Replacement PB Duo 270C active matrix screen?

Marc Sira toh at victoria.tc.ca
Tue Jan 21 18:05:29 PST 2003


> > Are you sure of the 280c being faster than the 270c?  I had
> > supposed that the FPU in the 270c might more than make up for the 030-040
> > difference.
> 
> The 270c doesn't have a built in FPU. However you can take advantage of an
> FPU if you run the 270c in a DuoDock (FPU was optional in the original Dock
> and standard in the DuoDock II & DuoDock Plus).
> 
> The 270c uses a 68LC030 and the 280c uses a 68LC040. The LC 
> nomenclature is referring to a lack of FPU.
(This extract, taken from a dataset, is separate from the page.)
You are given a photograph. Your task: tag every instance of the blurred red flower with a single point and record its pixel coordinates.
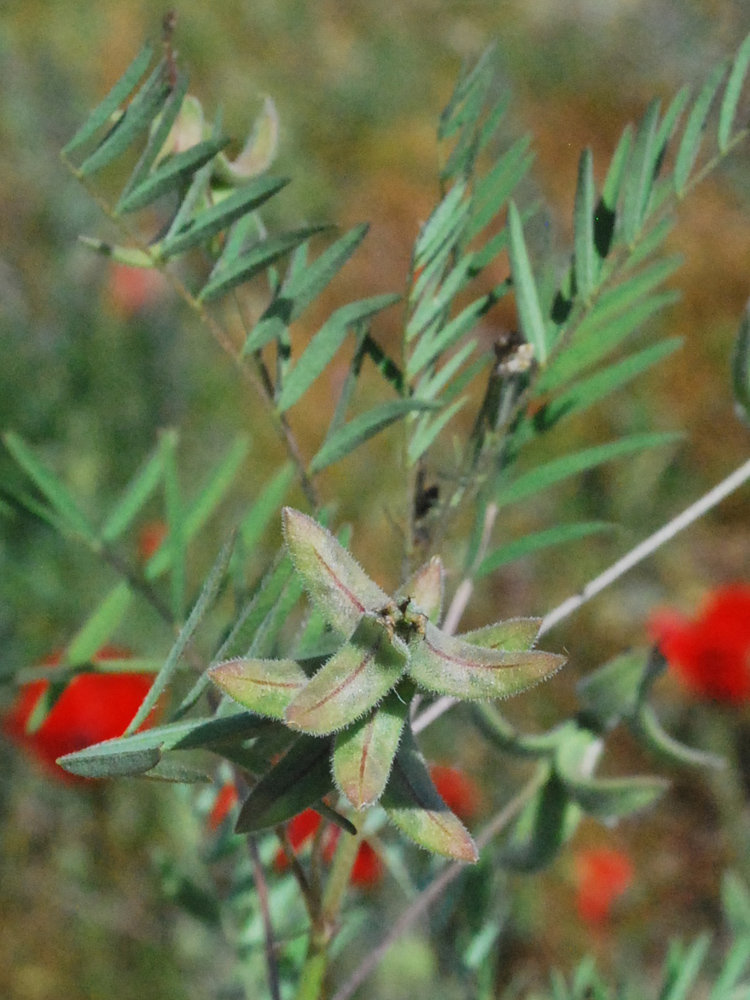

I'm not sure where you got that idea, but Paul is correct, and the 270c has
a built-in FPU (I used to run Infini-D on mine). It also has a 68030, not a
"68LC030" - I'm not certain that model even exists , but if it does it
refers to something other than the lack of an on-chip FPU, since the FPU is
external to the 68030 in any case.

In terms of actually answering the question, a 68[LC]040 is theoretically twice
as fast as a 68030 at integer ops. My experience is that the real-world
difference on a Mac is somewhat less than that, though this may partly reflect
the tendency to run a later OS version on a 68040. Between a Duo 280 and 270
you'll find that the 280 is somewhat appreciably faster most of the time and
considerably faster for integer-only number crunching, but vastly slower (or
simply impossible to use) for floating-point work. Since you're only likely to
actually need an FPU for things like non-realtime graphics rendering, you can
decide which would suit your needs better. Most Mac software never hits the
FPU, especially 68k stuff (since the presence of one is so hit-and-miss, and
failing to find it is usually a crashing matter on a stock OS).

-- 
Marc Sira		|	toh at victoria.tc.ca
If you can't play with words, what good are they?